EOTRH ist eine Schockdiagnose, denn dabei handelt es sich um eine unheilbare Krankheit. Schäden an den Zähnen können nicht mehr rückgängig gemacht werden. Allerdings kann der Prozess verlangsamt werden. Dafür sind regelmäßige ärztliche Kontrollen und ein auf das Pferd angepasster Therapieplan notwendig. Das Ziehen der Schneidezähne ist häufig eine lebenserleichternde Maßnahme, wenn andere Wege nicht dazu geführt haben, dass es dem Pferd besser geht. EOTRH ist keine lebensbedrohliche Krankheit. Das Pferd einschläfern aufgrund von EOTRH ist daher nicht erforderlich. Nach einer Zahnextraktion können Pferde schmerzfrei weiterleben - sogar Gras fressen ist möglich: Die Pferde zupfen die Halme dann mit der Oberlippe ab. Die Fütterung und Therapie Deines EOTRH-Pferdes solltest Du mit Deinem Tierarzt abstimmen. 




EOTRH FAQ's - Deine Fragen, unsere Antworten ganz kurz und knapp


Was ist EOTRH?

EOTRH steht für Equine Odontoclastic Tooth Resorption and Hypercementosis und ist eine unheilbare Zahnkrankheit bei Pferden, die hauptsächlich die Schneidezähne und Eckzähne betrifft.


Welche Symptome weist ein Pferd mit EOTRH auf?

Typische Symptome sind Schwierigkeiten beim Fressen, Berührungsempfindlichkeit im Kopfbereich, Zahnfleischentzündungen, Zahnsteinbildung, Mundgeruch und erhöhter Speichelfluss.

Wie wird EOTRH diagnostiziert?

Die Diagnose erfolgt meist durch Röntgenaufnahmen der Maulhöhle und des Kiefers, um das Ausmaß der Krankheit festzustellen.

Wie wird EOTRH behandelt?

Behandlungsmöglichkeiten umfassen Schmerzmittel, Zahnsteinentfernung und in schweren Fällen das Ziehen betroffener Zähne. Eine entzündungsarme Ernährung und Mineralfutter können unterstützend wirken.


Kann ein Pferd ohne Schneidezähne fressen?

Ja, Pferde können auch ohne Schneidezähne fressen. Sie zupfen Gras mit der Oberlippe ab und zerkleinern das Futter mit den Backenzähnen.

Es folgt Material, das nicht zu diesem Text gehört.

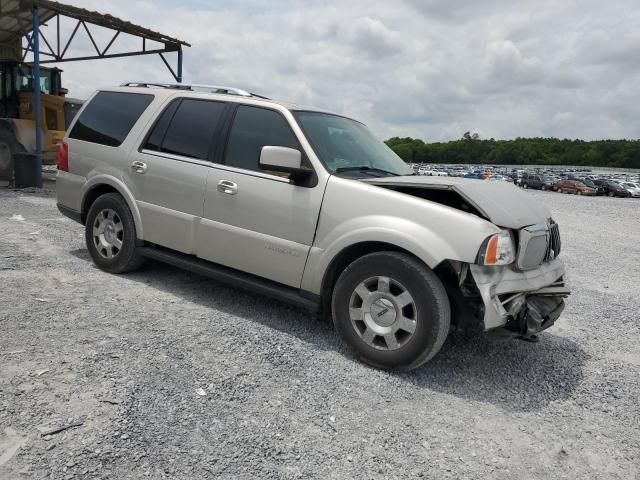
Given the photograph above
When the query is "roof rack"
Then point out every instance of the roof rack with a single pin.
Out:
(194, 87)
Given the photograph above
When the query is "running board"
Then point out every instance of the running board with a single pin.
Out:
(236, 278)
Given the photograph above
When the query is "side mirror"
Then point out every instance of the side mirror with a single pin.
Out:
(285, 160)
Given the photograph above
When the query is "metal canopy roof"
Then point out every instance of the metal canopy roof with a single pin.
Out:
(16, 22)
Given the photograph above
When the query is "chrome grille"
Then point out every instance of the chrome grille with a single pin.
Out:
(538, 244)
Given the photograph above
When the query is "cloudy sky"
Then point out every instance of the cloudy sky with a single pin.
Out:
(431, 69)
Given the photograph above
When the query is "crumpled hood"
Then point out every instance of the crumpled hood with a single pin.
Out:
(502, 203)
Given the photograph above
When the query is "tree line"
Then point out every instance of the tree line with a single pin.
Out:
(471, 149)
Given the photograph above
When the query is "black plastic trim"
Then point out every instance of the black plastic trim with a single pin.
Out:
(70, 213)
(246, 281)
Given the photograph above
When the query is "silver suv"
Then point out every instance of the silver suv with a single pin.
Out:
(307, 206)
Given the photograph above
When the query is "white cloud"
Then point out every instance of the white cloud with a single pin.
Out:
(426, 68)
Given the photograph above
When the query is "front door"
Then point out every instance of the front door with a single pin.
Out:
(257, 221)
(167, 176)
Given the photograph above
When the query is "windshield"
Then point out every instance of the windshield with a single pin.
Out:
(348, 148)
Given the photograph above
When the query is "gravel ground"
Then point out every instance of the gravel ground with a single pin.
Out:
(166, 374)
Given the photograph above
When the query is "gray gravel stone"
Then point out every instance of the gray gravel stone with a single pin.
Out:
(284, 398)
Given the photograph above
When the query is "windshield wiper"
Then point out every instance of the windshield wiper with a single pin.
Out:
(365, 168)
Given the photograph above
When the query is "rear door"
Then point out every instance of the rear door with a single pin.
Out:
(254, 220)
(167, 174)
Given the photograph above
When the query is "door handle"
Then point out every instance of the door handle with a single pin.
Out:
(138, 166)
(225, 186)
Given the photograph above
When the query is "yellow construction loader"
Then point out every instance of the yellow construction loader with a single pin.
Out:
(17, 116)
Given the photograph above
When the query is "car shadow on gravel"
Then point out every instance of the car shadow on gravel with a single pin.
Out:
(508, 373)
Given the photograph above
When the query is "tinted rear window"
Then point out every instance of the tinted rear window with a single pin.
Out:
(192, 128)
(109, 117)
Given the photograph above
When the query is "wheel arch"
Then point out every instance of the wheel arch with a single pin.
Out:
(100, 185)
(352, 252)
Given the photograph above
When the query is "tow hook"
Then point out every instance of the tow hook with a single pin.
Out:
(528, 338)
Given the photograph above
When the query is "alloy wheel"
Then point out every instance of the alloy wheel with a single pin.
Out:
(108, 233)
(383, 313)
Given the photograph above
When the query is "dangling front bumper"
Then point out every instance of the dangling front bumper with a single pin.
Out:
(525, 302)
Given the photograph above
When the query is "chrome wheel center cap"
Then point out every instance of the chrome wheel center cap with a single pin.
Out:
(383, 312)
(110, 232)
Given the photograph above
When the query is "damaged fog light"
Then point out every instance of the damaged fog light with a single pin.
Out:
(514, 305)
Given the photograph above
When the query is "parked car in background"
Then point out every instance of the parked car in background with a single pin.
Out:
(536, 181)
(632, 188)
(589, 183)
(573, 186)
(611, 188)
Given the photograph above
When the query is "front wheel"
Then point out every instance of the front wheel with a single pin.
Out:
(392, 310)
(110, 233)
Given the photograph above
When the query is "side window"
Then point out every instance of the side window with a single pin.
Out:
(109, 117)
(154, 140)
(186, 128)
(253, 128)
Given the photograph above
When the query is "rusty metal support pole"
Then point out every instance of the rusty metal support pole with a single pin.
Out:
(179, 76)
(37, 104)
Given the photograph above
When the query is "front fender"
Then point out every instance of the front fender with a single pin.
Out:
(101, 179)
(354, 212)
(417, 239)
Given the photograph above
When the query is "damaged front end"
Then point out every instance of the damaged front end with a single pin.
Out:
(521, 302)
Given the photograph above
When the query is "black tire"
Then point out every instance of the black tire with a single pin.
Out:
(127, 258)
(432, 310)
(8, 146)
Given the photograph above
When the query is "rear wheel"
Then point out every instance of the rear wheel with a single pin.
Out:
(391, 310)
(110, 233)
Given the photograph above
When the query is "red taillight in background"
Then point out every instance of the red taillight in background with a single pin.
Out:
(63, 157)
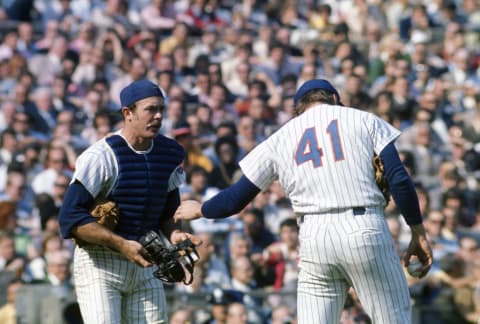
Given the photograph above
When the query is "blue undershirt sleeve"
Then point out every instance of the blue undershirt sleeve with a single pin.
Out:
(401, 186)
(74, 211)
(230, 200)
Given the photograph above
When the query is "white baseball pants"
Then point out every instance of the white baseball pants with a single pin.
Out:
(341, 250)
(111, 290)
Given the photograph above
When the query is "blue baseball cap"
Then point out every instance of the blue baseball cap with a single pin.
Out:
(138, 90)
(315, 84)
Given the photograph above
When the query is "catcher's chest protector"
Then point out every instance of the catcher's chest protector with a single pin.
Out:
(141, 187)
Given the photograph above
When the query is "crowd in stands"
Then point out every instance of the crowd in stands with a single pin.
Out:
(230, 70)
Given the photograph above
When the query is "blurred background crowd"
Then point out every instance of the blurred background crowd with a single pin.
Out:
(230, 70)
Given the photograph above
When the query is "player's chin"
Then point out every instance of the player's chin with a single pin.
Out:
(153, 130)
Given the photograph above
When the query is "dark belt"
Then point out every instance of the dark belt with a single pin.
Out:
(357, 211)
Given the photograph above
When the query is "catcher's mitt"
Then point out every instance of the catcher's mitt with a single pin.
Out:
(380, 178)
(175, 263)
(106, 212)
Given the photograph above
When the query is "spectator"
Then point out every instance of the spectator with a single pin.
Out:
(56, 164)
(222, 175)
(8, 312)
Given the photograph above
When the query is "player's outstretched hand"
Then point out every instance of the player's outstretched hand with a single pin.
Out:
(178, 236)
(420, 247)
(188, 210)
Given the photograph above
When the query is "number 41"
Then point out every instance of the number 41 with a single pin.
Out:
(308, 150)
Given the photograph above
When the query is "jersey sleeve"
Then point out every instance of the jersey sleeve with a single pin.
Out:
(382, 133)
(259, 166)
(95, 169)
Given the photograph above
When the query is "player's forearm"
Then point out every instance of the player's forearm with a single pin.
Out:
(168, 227)
(401, 186)
(231, 200)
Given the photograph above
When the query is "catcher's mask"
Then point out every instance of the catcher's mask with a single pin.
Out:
(174, 262)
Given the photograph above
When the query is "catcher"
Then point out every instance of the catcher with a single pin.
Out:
(139, 172)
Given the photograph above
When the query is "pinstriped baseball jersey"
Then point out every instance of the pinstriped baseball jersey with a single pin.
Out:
(96, 168)
(322, 159)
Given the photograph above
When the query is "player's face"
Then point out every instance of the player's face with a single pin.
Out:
(146, 118)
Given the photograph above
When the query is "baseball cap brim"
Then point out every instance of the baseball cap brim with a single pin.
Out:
(315, 84)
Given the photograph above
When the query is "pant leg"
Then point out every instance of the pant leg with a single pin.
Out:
(322, 289)
(97, 287)
(375, 270)
(146, 302)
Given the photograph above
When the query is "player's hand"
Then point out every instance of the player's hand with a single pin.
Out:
(188, 210)
(135, 252)
(178, 236)
(420, 247)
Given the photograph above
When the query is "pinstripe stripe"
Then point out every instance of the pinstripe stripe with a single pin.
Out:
(110, 289)
(342, 249)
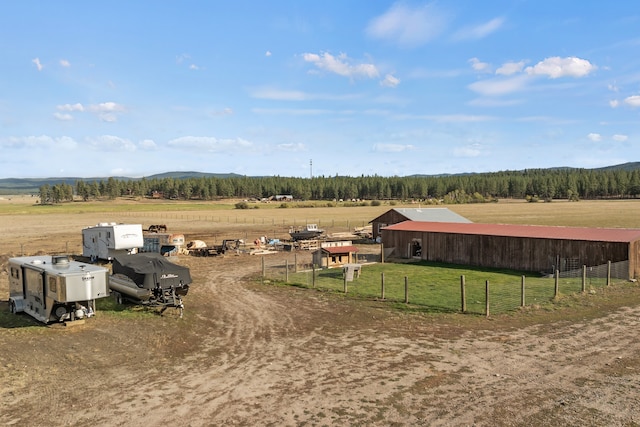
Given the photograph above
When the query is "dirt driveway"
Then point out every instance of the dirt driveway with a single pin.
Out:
(252, 354)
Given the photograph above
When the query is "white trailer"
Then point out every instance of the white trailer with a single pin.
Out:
(106, 240)
(55, 288)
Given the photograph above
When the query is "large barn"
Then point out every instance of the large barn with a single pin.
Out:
(396, 215)
(517, 247)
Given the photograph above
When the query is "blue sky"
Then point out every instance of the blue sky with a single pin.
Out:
(361, 87)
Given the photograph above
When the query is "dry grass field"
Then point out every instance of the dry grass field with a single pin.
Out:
(252, 354)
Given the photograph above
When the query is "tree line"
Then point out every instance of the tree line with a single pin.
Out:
(532, 184)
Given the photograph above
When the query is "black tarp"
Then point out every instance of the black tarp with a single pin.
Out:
(148, 270)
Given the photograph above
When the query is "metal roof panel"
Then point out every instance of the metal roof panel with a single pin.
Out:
(527, 231)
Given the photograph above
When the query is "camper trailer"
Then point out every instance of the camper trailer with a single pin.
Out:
(149, 279)
(55, 288)
(106, 240)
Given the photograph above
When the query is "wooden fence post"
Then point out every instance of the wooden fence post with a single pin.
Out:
(463, 294)
(486, 297)
(406, 290)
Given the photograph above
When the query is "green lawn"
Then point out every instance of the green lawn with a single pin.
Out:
(435, 287)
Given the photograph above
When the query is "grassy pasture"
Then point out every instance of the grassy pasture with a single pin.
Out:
(435, 287)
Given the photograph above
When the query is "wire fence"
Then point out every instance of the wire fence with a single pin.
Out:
(476, 291)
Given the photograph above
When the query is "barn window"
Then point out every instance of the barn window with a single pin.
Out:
(416, 248)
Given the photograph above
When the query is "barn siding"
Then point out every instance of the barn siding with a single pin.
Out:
(387, 218)
(517, 253)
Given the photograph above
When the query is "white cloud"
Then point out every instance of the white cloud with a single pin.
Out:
(493, 102)
(111, 143)
(107, 111)
(148, 144)
(459, 118)
(468, 151)
(500, 86)
(293, 95)
(393, 148)
(210, 144)
(390, 81)
(65, 117)
(39, 142)
(293, 147)
(408, 26)
(509, 68)
(70, 107)
(182, 57)
(595, 137)
(38, 64)
(106, 107)
(633, 101)
(341, 65)
(479, 66)
(224, 112)
(555, 67)
(479, 31)
(293, 111)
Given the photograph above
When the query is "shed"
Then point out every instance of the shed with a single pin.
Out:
(396, 215)
(517, 247)
(335, 256)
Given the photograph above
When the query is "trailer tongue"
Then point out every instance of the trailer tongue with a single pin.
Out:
(149, 279)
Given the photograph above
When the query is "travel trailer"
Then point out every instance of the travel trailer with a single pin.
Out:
(106, 240)
(55, 288)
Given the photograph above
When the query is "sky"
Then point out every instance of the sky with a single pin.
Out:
(309, 88)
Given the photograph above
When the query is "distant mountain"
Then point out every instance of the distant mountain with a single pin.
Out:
(32, 185)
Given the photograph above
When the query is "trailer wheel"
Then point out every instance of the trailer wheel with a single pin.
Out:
(118, 297)
(59, 311)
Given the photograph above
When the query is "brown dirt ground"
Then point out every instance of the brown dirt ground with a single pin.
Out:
(253, 354)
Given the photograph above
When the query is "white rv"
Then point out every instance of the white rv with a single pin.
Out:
(106, 240)
(55, 288)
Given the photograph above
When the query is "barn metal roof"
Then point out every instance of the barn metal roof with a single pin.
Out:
(527, 231)
(428, 214)
(340, 249)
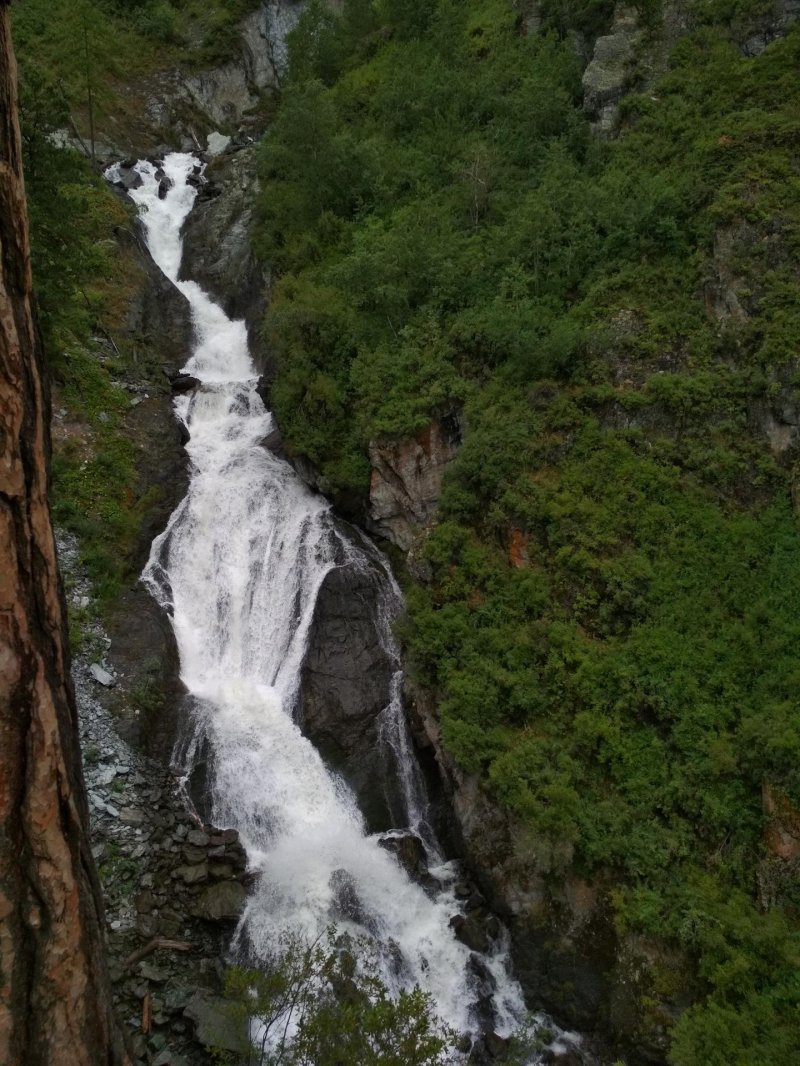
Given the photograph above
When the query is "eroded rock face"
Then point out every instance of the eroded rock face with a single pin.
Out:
(566, 952)
(217, 248)
(346, 685)
(606, 78)
(770, 26)
(406, 480)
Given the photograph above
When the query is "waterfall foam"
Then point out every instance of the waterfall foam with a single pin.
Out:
(239, 568)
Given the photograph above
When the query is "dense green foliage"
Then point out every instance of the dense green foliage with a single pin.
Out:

Was sollte bei der Fütterung eines EOTRH-Pferdes berücksichtigt werden?

Eine getreidefreie, entzündungsarme Ernährung und ein gutes Mineralfutter sind wichtig. Weiches Futter wie Mash und Heucobs erleichtern das Kauen.


Ist EOTRH lebensbedrohlich für das Pferd?

Nein, EOTRH ist keine lebensbedrohliche Krankheit. Mit der richtigen Behandlung und Pflege kann ein Pferd ein schmerzfreies Leben führen.